Being an excepted investor does not limit general CFIUS authority to review a transaction in which the investor gains control of the US business. The exception avoids review only of non-controlling interests.

Mandatory filings

FIRRMA requires mandatory filings for certain transactions in which a foreign company acquires a 25% direct or indirect voting interest in a covered US business.

The foreign company must be owned partly by a foreign government before the mandatory filing requirement comes into play.

A foreign government must have at least a 49% direct or indirect voting interest in the foreign company. If the foreign company is a partnership, then the foreign government must have at least a 49% interest in the general partner or be itself a limited partner and hold at least 49% of the voting rights of the limited partners.

Where a mandatory filing is required, the filing must be made at least 30 days before the deal closes. The filing required is a short-form declaration rather than a full notice.

Acquisitions of covered US businesses by foreign companies acquiring at least a 25% interest that are themselves owned at least 49% by a foreign government — plus acquisitions of some types of critical technologies — are the only types of transactions subject to mandatory filings under the proposed regulations. All other filings remain voluntary. However, that could change when final regulations are issued.

Short-form declarations

The mandatory filing is called a declaration. Declarations are subject to a 30-day review period rather than the 45-day review period for a full notice that a foreign company might file voluntarily. Any filing is made by both the buyer and the seller in the acquisition. Parties to voluntary filings also have the option of filing a declaration rather than a full notice.

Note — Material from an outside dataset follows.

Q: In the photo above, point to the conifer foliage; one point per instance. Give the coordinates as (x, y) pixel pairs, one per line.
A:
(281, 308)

The parties may stipulate that a transaction is a “covered transaction” or a “foreign government control transaction,” meaning they acknowledge CFIUS jurisdiction over the transaction, to further streamline the review.

CFIUS may take one of four actions in response to a declaration: it may request that the filing a full notice, inform the parties that CFIUS cannot complete action on the basis of the declaration and they may file a full notice, initiate a unilateral review of the transaction without waiting for a full notice, or notify the parties that CFIUS plans no further action.

While many uncontroversial deals may benefit from filing a declaration, complex and sensitive transactions will probably lead to the filing of a full notice.

Real estate transactions

FIRRMA also expanded CFIUS authority to review certain real estate transactions.

CFIUS may review the purchase or lease of “covered real estate” by a foreign person if the transaction provides the foreign person three out of the four following rights: the right to physical access, the right to exclude others from access, the right to improve or develop the site or the right to affix structures or objects to the site.

Covered real estate includes land that is part of an airport or seaport, near certain military installations or near other sensitive US government facilities. An appendix to the proposed regulations includes a list of military and sensitive sites. Different sites have different standards for determining whether land is near enough to fall within CFIUS jurisdiction, from one mile away to within the same county or part of a US Navy off-shore range or operating area.

There are no mandatory filing requirements for real estate transactions. In other words, CFIUS has the right to unwind real estate purchases or leases that present national security issues, but filings are voluntary.